Relationships, Rigor, and Readiness
Strategies for Improving High Schools
In the 21st-century economy, nothing is more important than preparing our young people to achieve success in postsecondary education and in a labor market that increasingly rewards skills and knowledge. Our nation’s public high schools are where most young people go to receive that crucial preparation. Yet, in many communities, particularly in our cities, upwards of half of all high school students drop out, and too many of those who finish high school are not ready for higher education, training, or the workplace.
This report offers lessons from the last in a series of three high school reform conferences sponsored by MDRC, the Council of the Great City Schools, and the National High School Alliance, with generous support from the Bill & Melinda Gates Foundation and the James Irvine Foundation. This conference, which brought together leaders from 22 midsize urban school districts on June 25-26, 2007, provided a forum for practitioners to share research- and practice-based lessons about helping students transition successfully into high school, stay on track to graduation, and be prepared for moving into postsecondary education, training, or the workforce. District leaders also heard from some of the nation’s top education researchers and leaders, including Ronald Ferguson of Harvard’s John F. Kennedy School of Government; Chancellor Joel Klein of the New York City Department of Education; Pedro Noguera of New York University’s Steinhardt School of Culture, Education, and Human Development; and Bob Wise of the Alliance for Excellent Education.

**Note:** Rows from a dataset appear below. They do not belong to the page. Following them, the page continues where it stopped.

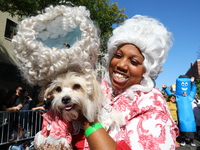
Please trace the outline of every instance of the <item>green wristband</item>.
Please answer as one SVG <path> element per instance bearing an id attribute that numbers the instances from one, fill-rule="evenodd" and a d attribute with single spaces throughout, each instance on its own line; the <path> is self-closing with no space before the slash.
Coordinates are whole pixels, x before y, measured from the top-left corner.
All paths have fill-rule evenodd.
<path id="1" fill-rule="evenodd" d="M 96 130 L 98 130 L 98 129 L 100 129 L 100 128 L 103 128 L 103 126 L 101 125 L 100 122 L 97 122 L 97 123 L 95 123 L 95 124 L 89 126 L 89 127 L 85 130 L 84 134 L 85 134 L 86 137 L 88 137 L 90 134 L 92 134 L 94 131 L 96 131 Z"/>

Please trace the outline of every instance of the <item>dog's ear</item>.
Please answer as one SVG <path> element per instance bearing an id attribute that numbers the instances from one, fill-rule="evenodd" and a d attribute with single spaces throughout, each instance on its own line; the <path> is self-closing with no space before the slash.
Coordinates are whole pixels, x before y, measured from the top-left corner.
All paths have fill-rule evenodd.
<path id="1" fill-rule="evenodd" d="M 45 98 L 48 98 L 49 96 L 52 95 L 54 86 L 51 86 L 51 85 L 52 85 L 52 83 L 49 83 L 42 88 Z"/>

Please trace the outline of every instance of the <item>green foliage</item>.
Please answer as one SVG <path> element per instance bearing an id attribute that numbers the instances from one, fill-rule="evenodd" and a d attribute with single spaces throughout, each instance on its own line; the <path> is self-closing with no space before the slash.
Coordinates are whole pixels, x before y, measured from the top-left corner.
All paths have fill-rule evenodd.
<path id="1" fill-rule="evenodd" d="M 112 33 L 114 24 L 122 23 L 128 16 L 124 9 L 118 9 L 118 3 L 110 4 L 110 0 L 0 0 L 0 11 L 11 16 L 35 16 L 49 5 L 86 6 L 90 10 L 91 19 L 101 31 L 101 51 L 106 49 L 107 39 Z"/>

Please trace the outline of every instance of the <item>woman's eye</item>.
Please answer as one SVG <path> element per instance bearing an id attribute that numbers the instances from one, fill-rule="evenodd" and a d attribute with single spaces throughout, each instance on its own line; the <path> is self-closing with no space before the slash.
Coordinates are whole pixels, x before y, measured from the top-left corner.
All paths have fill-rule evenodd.
<path id="1" fill-rule="evenodd" d="M 58 87 L 56 88 L 56 91 L 57 91 L 57 92 L 61 92 L 61 91 L 62 91 L 61 87 L 58 86 Z"/>
<path id="2" fill-rule="evenodd" d="M 121 56 L 120 54 L 117 54 L 117 53 L 116 53 L 116 54 L 114 54 L 114 57 L 115 57 L 115 58 L 121 58 L 122 56 Z"/>
<path id="3" fill-rule="evenodd" d="M 131 64 L 132 64 L 132 65 L 140 65 L 141 63 L 139 63 L 139 62 L 136 61 L 136 60 L 131 60 Z"/>

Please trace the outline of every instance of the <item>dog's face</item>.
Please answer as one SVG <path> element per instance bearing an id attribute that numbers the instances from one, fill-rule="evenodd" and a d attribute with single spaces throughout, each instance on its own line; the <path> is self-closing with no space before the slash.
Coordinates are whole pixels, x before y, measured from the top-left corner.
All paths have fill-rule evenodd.
<path id="1" fill-rule="evenodd" d="M 76 120 L 84 101 L 88 99 L 86 79 L 83 74 L 60 74 L 48 86 L 45 96 L 53 96 L 51 108 L 67 121 Z"/>

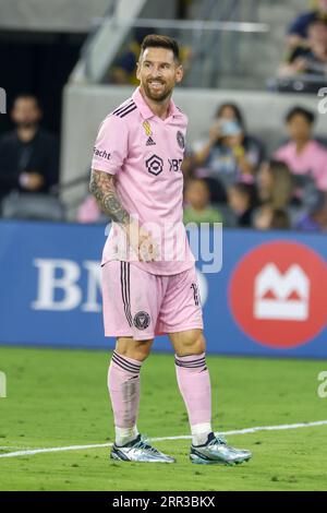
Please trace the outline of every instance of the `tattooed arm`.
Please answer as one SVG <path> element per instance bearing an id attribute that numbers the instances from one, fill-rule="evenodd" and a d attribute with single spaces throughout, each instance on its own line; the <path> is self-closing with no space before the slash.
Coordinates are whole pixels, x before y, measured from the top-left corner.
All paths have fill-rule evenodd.
<path id="1" fill-rule="evenodd" d="M 118 198 L 114 176 L 108 172 L 92 170 L 89 191 L 95 196 L 99 208 L 112 220 L 126 228 L 130 225 L 130 214 Z"/>
<path id="2" fill-rule="evenodd" d="M 95 196 L 99 208 L 126 231 L 130 244 L 138 254 L 140 260 L 146 262 L 155 260 L 152 236 L 140 227 L 122 206 L 117 194 L 114 176 L 93 169 L 89 191 Z"/>

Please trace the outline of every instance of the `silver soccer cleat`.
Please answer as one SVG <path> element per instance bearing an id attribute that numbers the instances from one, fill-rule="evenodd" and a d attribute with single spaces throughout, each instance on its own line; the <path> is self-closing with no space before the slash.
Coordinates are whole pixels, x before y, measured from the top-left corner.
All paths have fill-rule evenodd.
<path id="1" fill-rule="evenodd" d="M 250 451 L 234 449 L 222 437 L 210 433 L 205 445 L 191 445 L 190 460 L 201 465 L 238 465 L 249 462 Z"/>
<path id="2" fill-rule="evenodd" d="M 153 448 L 146 438 L 138 437 L 125 445 L 112 445 L 110 453 L 111 460 L 121 462 L 138 462 L 138 463 L 174 463 L 175 460 L 167 454 L 161 453 Z"/>

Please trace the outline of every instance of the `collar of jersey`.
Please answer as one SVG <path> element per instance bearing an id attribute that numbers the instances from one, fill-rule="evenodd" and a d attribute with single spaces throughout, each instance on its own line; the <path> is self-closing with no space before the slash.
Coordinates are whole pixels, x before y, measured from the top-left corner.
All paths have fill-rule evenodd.
<path id="1" fill-rule="evenodd" d="M 149 106 L 144 100 L 144 98 L 141 94 L 140 87 L 137 87 L 134 91 L 134 93 L 132 94 L 132 98 L 135 102 L 140 112 L 141 112 L 141 116 L 144 119 L 150 119 L 150 118 L 156 117 L 156 115 L 152 111 Z M 177 108 L 173 100 L 171 99 L 170 100 L 170 115 L 167 119 L 169 119 L 169 118 L 180 118 L 181 116 L 182 116 L 182 114 L 180 112 L 180 110 Z"/>

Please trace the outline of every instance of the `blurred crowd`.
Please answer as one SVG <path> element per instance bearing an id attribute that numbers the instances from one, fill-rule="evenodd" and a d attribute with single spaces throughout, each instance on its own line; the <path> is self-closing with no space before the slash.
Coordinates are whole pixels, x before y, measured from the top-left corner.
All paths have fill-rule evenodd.
<path id="1" fill-rule="evenodd" d="M 284 117 L 289 139 L 267 155 L 240 108 L 220 105 L 207 136 L 186 150 L 184 223 L 327 230 L 327 140 L 314 136 L 314 121 L 312 111 L 292 107 Z M 78 220 L 98 218 L 95 200 L 87 198 Z"/>
<path id="2" fill-rule="evenodd" d="M 327 0 L 311 3 L 313 8 L 296 16 L 288 28 L 280 76 L 327 75 Z"/>
<path id="3" fill-rule="evenodd" d="M 280 76 L 327 74 L 327 0 L 312 5 L 288 28 Z M 181 0 L 181 17 L 189 7 L 189 0 Z M 110 69 L 111 83 L 137 84 L 135 67 L 148 32 L 135 31 Z M 182 47 L 182 60 L 187 71 L 192 56 L 186 47 Z M 25 201 L 26 208 L 39 202 L 35 218 L 48 218 L 47 214 L 53 218 L 58 206 L 53 199 L 59 202 L 58 140 L 41 127 L 43 109 L 35 96 L 16 97 L 10 116 L 13 130 L 0 136 L 2 215 L 14 217 L 15 207 Z M 225 103 L 217 106 L 214 119 L 207 120 L 207 133 L 186 147 L 182 165 L 184 223 L 326 231 L 327 139 L 315 136 L 315 114 L 301 105 L 299 95 L 299 104 L 290 106 L 280 120 L 288 139 L 274 152 L 268 152 L 267 141 L 249 132 L 249 121 L 238 105 Z M 58 218 L 61 215 L 59 212 Z M 89 195 L 81 203 L 76 218 L 81 223 L 104 220 Z"/>
<path id="4" fill-rule="evenodd" d="M 314 138 L 315 116 L 294 106 L 289 134 L 267 155 L 235 104 L 218 107 L 207 138 L 189 148 L 184 222 L 230 227 L 327 230 L 327 141 Z"/>

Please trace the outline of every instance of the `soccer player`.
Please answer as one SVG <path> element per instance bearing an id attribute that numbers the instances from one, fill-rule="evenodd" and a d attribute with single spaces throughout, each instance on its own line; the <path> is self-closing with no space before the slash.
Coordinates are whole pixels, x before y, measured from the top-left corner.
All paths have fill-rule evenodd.
<path id="1" fill-rule="evenodd" d="M 177 41 L 145 37 L 136 76 L 140 87 L 100 126 L 90 179 L 92 193 L 112 219 L 102 254 L 105 334 L 117 337 L 108 372 L 116 427 L 110 456 L 174 462 L 136 427 L 142 365 L 155 335 L 168 334 L 191 425 L 191 461 L 242 463 L 251 453 L 227 445 L 211 428 L 202 308 L 181 223 L 187 118 L 171 99 L 183 76 Z"/>

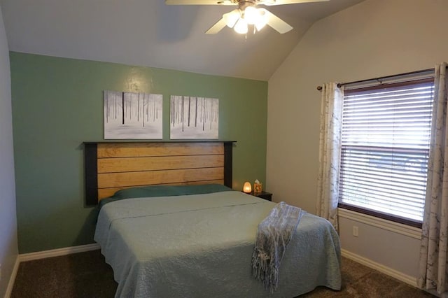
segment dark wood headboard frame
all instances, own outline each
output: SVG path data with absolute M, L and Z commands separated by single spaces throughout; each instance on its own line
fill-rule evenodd
M 84 142 L 84 169 L 85 169 L 85 205 L 94 206 L 98 204 L 98 146 L 99 144 L 113 144 L 113 146 L 120 144 L 143 144 L 149 143 L 164 144 L 164 143 L 220 143 L 224 147 L 224 185 L 232 187 L 232 150 L 234 141 L 138 141 L 138 142 L 122 142 L 122 141 L 105 141 L 105 142 Z M 163 183 L 162 183 L 163 184 Z M 174 183 L 174 184 L 183 184 Z M 188 184 L 188 183 L 186 183 Z

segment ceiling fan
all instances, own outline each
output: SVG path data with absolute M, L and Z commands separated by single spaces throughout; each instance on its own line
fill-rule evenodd
M 245 34 L 248 25 L 253 25 L 254 32 L 261 30 L 265 25 L 270 26 L 281 34 L 286 33 L 293 27 L 280 17 L 265 8 L 258 8 L 258 5 L 295 4 L 306 2 L 321 2 L 330 0 L 165 0 L 168 5 L 234 5 L 238 8 L 223 15 L 223 17 L 211 26 L 205 33 L 215 34 L 225 26 L 233 28 L 239 34 Z

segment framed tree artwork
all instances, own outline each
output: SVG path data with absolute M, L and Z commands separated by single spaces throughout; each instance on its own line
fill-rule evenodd
M 162 96 L 105 90 L 104 139 L 162 139 Z
M 172 139 L 218 138 L 218 99 L 172 95 L 169 115 Z

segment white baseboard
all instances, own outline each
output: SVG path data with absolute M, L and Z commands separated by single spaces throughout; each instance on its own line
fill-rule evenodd
M 97 243 L 86 244 L 84 246 L 71 246 L 69 248 L 52 249 L 50 250 L 38 251 L 36 253 L 24 253 L 19 255 L 20 262 L 32 261 L 34 260 L 45 259 L 46 257 L 59 257 L 76 253 L 99 249 Z
M 6 292 L 5 292 L 5 298 L 9 298 L 13 292 L 13 287 L 14 287 L 14 282 L 15 281 L 15 277 L 17 276 L 17 272 L 19 271 L 19 264 L 20 261 L 19 260 L 19 256 L 15 258 L 15 262 L 14 263 L 14 267 L 13 268 L 13 272 L 9 278 L 9 282 L 8 282 L 8 288 L 6 288 Z
M 355 262 L 357 262 L 365 266 L 367 266 L 368 267 L 377 270 L 382 273 L 384 273 L 384 274 L 386 274 L 389 276 L 396 278 L 398 281 L 401 281 L 403 283 L 406 283 L 408 285 L 410 285 L 413 287 L 418 288 L 417 281 L 416 277 L 411 276 L 407 274 L 405 274 L 402 272 L 400 272 L 397 270 L 393 269 L 392 268 L 389 268 L 382 264 L 377 263 L 371 260 L 367 259 L 364 257 L 361 257 L 360 255 L 358 255 L 356 254 L 351 253 L 348 250 L 345 250 L 344 249 L 341 250 L 341 253 L 343 257 L 345 257 L 347 259 L 352 260 Z

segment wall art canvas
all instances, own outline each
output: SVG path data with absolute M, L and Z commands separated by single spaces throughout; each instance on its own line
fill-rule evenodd
M 219 100 L 172 95 L 170 139 L 217 139 Z
M 104 139 L 161 139 L 162 94 L 104 92 Z

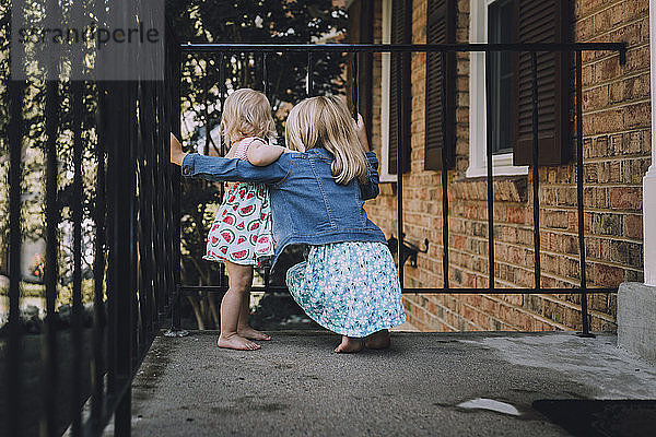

As this report’s title suggests, the conference generated a lot of provocative discussion about the importance of building strong relationships among teachers and students, offering rigorous and relevant academics, and focusing on making students ready for their next step, whether postsecondary education or the world of work. And while the district leaders affirmed their commitment to learning from the best that strong research has to offer, many of the strategies urban districts are employing are based on the insight and experience of educators and have not been rigorously tested. A challenge for both practitioners and researchers is to build a shared learning community in which researchers are responsive to the needs of district and school leaders and practitioners are committed to taking lessons from research and to building knowledge as they innovate. The report concludes with some ideas for creating such a shared knowledge-building agenda.
Finally, we express our thanks to the more than 60 leaders from the 22 districts for sharing their wisdom and experience, as well as to our co-conveners and our funders for their support.